Public authorities are obliged to provide broadcasters, newspapers, internet news portals and press agencies with information about their activities on the basis of equality. In accordance with the Act on Media Services and the Act on Publications, the public has the right to “true, timely and comprehensive” information.
This follows from the constitutionally guaranteed right to information. Well, the idea that he will violate the constitution or the law probably won’t scare the government, but Fico’s threat is empty anyway. If the government were to completely stop holding press conferences, or at least statements, it would not only harm the media, which it believes helps Progressive Slovakia, but especially itself.
Almost 33,000 people watched Fico’s press statement yesterday on Smer’s YouTube channel. The Facebook account of the strongest government party had even more viewers, up to 50,000. Newspapers are no longer used only by journalists to supply them with quotes for articles and evening news shots. Thanks to social networks, parties use them to communicate with voters.
A prime example of politicization
No sane politician will voluntarily deprive himself of such an audience. Well, we understand why the journalists at the government office are obstructing Fico. If he had let them speak yesterday, they could have reminded him of what they later told Robert Kaliňák: that it is different with Beneš’s decrees, as Fico claims. Péter Magyar demands “repeal of the law that threatens Hungarians in Slovakia with imprisonment”.
It was not introduced by Edvard Beneš in 1945, but by the National Council in December 2025 with a sticker to the “highlander” amendment to the Criminal Code. Originally, however, it was not directed against Slovak Hungarians, but against Progressive Slovakia, which opened the topic of land confiscations based on Beneš’s decrees in southern Slovakia.
When Fico talks about the purposeful politicization of criminal law, this is a prime example. Such an amendment to the Criminal Code should not only hinder Hungarian politicians, but above all us in Slovakia. It is an inadmissible interference with freedom of expression and a violation of the principle of criminal law ultima ratio. Hopefully, the Constitutional Court, which decides on the amendment, will see it this way.
At the end of January, the police detained the municipal politician of the Hungarian Alliance, Örs Orosz, because he was wearing a vest with the inscription “I question Beneš’s decrees” at a protest in Bratislava, media. Hungarian Foreign Minister Péter Szijjártó and then opposition leader Péter Magyar called for his release.
A useless paragraph
However, the words about detention are probably exaggerated. The police asked him to take off his vest and when he did not obey, they took him aside. This is not a detention or any other procedural act. In addition, she apparently did not initiate any proceedings against him. However, this is not the only example of this provision not working.
Orosz, lawyer János Fiala-Butora and activist Attila Studenbeck launched a petition against the principle of collective guilt and filed a criminal complaint against themselves based on the section on questioning the peace arrangement after the Second World War. The police him because it is not clear what should be criminal and these opinions are protected by freedom of speech.

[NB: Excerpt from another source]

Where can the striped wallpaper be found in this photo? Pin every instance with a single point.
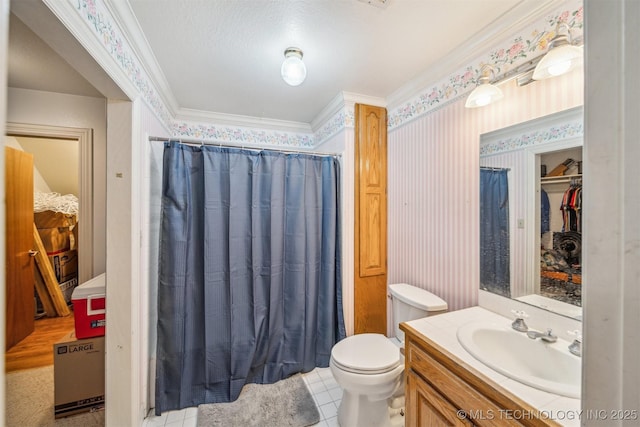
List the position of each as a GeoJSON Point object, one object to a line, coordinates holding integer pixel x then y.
{"type": "Point", "coordinates": [433, 166]}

According to the authors of the petition, it became clear that the law is unenforceable and the government was only concerned with intimidation, not with its real application. “The government has achieved that its position on Beneš’s decrees is already being questioned by state authorities,” Fiala-Butora told the Napunk portal. Hopefully, the Constitutional Court will mend relations with Hungary and throw the entire unnecessary amendment into the trash.
Of course, Magyar is also asking Fico for guarantees that “confiscations of lands of fellow Hungarian citizens in Slovakia based on Beneš decrees and the principle of collective guilt” will not take place in the future. This could seem to us like interference in the internal affairs of Slovakia, but the practices of the Slovak Land Fund in this context, as well as constitutional lawyers.
Just rule normally
According to Marek Káčer and Vincent Bujňák, Beneš’s decrees are in conflict with the constitution, especially with provisions that grant basic rights and freedoms to everyone regardless of origin and with the protection of property rights. They thus remain valid, but have lost their effectiveness and cannot be applied in legal disputes. So it’s not about what Magyar tells us.
We ourselves should care about the observance of basic rights or principles of legal certainty. If state authorities act in violation of the law and apply the law incorrectly, it should concern the Prime Minister even without phone calls from a future colleague. And that is the point of Fico’s entire performance yesterday.
If he would focus less on what the media is doing wrong, what the Hungarian prime minister is up to, what malice President Zelenskyy still has in store, or how to punish a judge for doing her job, maybe he would manage better. If he were not distracted by useless things, he would perhaps be less nervous.
Focus only on what you have, Mr. Prime Minister. Dictating to the media what to report on, speculating about Ukraine’s intentions that may not happen at all, or intimidating an independent judiciary is certainly not the role of the prime minister. For Beneš’s decrees, it is enough to follow the constitution. And it is enough for the prime minister to govern normally and not to always be concerned only with himself.